PSYchosis MAPping in kwaZulu-Natal (PSYMAP-ZN)
Lead Research Organisation:
UNIVERSITY OF EXETER
Abstract
PSYMAP-ZN is a collaborative 3-year study of psychotic illness in South Africa between the University of KwaZulu-Natal and the University of Exeter. Building on a very successful pilot study in the same region, we aim to produce new evidence that will help to answer some of the following questions:
- How common is psychosis in this population?
- What individual factors, and especially what socioeconomic and environmental factors, increase a person's risk for psychosis in this context?
- How do these individual and environmental risk factors impact the illness itself?
- How do people with psychosis and their families and caregivers seek help in this community and what role do informal providers such as traditional health practitioners play in this pathway to care?

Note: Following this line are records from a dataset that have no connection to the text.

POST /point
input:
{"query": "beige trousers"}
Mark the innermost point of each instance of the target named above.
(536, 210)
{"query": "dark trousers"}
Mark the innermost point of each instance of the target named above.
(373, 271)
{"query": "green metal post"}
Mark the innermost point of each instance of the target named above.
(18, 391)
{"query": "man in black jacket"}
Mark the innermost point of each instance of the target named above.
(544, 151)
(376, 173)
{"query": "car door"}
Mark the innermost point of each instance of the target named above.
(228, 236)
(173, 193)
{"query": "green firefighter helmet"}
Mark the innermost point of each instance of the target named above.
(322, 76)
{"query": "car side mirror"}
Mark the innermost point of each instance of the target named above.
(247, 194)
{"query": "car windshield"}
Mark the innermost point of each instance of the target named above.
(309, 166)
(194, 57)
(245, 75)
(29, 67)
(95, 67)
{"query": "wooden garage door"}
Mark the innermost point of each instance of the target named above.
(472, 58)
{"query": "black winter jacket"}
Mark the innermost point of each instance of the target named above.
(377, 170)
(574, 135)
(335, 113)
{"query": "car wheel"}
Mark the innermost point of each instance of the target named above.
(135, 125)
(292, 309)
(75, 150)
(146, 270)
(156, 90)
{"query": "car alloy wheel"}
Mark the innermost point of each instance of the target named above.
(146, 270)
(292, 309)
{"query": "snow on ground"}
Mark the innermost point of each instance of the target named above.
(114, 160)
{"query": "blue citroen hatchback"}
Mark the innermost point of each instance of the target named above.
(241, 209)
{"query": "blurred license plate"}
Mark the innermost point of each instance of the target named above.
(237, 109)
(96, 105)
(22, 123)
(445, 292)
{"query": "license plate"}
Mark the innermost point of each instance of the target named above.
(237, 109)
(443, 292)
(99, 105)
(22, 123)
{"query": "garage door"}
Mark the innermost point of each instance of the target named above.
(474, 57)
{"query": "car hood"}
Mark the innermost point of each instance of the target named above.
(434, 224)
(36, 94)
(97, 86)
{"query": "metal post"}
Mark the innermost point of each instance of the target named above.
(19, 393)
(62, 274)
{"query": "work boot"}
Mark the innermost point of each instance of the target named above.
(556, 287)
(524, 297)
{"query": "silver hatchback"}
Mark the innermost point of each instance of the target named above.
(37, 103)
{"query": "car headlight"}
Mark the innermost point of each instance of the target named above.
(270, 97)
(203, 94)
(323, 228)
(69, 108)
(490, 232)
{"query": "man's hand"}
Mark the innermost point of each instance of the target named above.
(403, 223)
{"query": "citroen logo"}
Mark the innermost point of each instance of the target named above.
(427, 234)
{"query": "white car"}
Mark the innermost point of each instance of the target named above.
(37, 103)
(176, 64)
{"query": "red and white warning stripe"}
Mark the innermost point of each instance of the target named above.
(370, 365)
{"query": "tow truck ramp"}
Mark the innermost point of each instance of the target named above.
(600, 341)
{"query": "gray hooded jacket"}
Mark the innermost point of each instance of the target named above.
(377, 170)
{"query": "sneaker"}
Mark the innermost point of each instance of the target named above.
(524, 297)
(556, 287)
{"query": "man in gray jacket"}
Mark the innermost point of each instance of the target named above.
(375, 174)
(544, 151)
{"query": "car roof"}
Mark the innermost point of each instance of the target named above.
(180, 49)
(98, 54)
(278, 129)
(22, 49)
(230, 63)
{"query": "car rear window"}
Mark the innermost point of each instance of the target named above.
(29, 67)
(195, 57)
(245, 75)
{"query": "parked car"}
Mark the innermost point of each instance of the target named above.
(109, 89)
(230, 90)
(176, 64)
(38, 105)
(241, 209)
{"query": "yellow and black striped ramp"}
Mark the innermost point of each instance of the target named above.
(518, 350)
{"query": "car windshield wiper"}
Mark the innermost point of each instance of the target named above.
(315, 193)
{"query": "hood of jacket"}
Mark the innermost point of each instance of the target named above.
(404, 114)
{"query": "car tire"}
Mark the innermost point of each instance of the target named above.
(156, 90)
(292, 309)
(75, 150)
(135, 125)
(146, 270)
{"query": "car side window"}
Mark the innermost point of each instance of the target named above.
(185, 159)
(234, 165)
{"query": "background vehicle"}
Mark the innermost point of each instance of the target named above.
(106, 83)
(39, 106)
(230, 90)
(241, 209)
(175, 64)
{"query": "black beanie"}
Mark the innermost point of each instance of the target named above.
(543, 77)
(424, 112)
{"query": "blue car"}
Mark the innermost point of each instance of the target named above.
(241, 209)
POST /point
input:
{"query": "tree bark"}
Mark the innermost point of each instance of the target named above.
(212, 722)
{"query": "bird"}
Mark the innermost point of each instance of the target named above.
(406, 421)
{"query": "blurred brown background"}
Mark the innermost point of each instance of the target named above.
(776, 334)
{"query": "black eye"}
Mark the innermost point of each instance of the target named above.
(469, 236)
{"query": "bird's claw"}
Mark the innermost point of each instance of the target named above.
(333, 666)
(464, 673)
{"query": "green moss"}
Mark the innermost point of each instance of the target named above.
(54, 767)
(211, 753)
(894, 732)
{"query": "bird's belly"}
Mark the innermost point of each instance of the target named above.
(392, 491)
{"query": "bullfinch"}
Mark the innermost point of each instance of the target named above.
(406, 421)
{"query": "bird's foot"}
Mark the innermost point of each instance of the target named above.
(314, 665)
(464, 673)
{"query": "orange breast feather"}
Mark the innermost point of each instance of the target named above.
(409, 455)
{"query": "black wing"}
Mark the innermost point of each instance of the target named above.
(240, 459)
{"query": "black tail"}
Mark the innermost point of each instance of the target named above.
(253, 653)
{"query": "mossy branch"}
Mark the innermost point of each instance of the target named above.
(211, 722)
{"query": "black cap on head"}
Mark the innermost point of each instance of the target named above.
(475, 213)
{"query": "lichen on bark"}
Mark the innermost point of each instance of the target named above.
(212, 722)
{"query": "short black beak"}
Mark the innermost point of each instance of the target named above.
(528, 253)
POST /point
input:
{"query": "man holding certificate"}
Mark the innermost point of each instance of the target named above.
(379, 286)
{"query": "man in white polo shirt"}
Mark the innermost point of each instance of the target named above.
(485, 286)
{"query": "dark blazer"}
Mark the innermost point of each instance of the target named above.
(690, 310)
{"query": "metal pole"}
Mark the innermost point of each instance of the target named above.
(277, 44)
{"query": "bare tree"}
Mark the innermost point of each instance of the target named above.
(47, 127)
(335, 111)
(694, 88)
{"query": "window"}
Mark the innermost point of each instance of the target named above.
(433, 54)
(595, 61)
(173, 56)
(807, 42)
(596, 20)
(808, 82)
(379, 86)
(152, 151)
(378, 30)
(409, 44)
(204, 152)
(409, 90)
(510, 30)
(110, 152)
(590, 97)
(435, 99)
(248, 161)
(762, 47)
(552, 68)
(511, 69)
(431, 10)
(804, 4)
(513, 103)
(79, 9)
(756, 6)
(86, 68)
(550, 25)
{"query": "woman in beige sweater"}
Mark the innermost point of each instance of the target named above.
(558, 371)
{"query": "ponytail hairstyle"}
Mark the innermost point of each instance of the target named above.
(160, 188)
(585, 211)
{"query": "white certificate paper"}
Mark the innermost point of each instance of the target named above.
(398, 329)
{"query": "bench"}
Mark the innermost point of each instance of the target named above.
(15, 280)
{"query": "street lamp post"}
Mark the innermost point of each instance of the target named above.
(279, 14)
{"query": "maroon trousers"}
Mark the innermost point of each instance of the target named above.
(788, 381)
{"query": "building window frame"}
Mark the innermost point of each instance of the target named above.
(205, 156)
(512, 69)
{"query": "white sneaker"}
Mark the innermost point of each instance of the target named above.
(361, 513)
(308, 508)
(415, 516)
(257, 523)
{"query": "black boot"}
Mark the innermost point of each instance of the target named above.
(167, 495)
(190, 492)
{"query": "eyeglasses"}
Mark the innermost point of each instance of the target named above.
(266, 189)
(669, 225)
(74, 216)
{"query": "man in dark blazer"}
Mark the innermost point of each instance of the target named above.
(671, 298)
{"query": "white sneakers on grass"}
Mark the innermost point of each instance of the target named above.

Importantly, we are asking these questions because there is very little research evidence on psychosis from low- and middle-income countries, especially within Sub-Saharan Africa. Also, we know that formal health and mental health services for people with severe mental disorders such as psychosis are generally inadequate and often inaccessible within this under-resourced region. We also know that people with psychotic symptoms living in especially rural and remote areas, where mental health expertise is often unavailable, very often consult traditional health practitioners seeking help and care. Long delays in accessing appropriate and effective care are detrimental to psychotic illness and are associated with more severe symptoms, more difficult recovery, greater frequency of relapses, and poorer long-term social and occupational outcomes. We will use a multi-disciplinary approach that includes expertise from disciplines of mental health and psychiatry, public health, health geography (and the use of geographical information systems), anthropology and cultural studies; and will work together with service users, caregivers and important community stakeholders such as traditional health practitioners. Our findings will broaden our understanding of: the frequency of and risk factors for this severe form of mental illness; how the environment impacts the illness; and how sufferers and their caregivers seek help. Understanding these key issues will provide a good basis for designing appropriate services and treatments to meet the needs of patients and carers. Some of the benefits we envisage include:
- Enabling service providers, planners and policy makers to quantify the extent of psychotic illness in this population and plan sufficient services to meet the need
- Providing a better understanding of individual, socioeconomic and environmental factors that increase risk for psychosis and impact negatively on the illness itself, so that appropriate prevention, screening and early detection and treatment programmes can be planned
- Improving knowledge about people's beliefs, preferences and behaviours in seeking help for their symptoms of illness; and working out how formal health services can best work together with community providers such as traditional health practitioners to improve access to early and effective care.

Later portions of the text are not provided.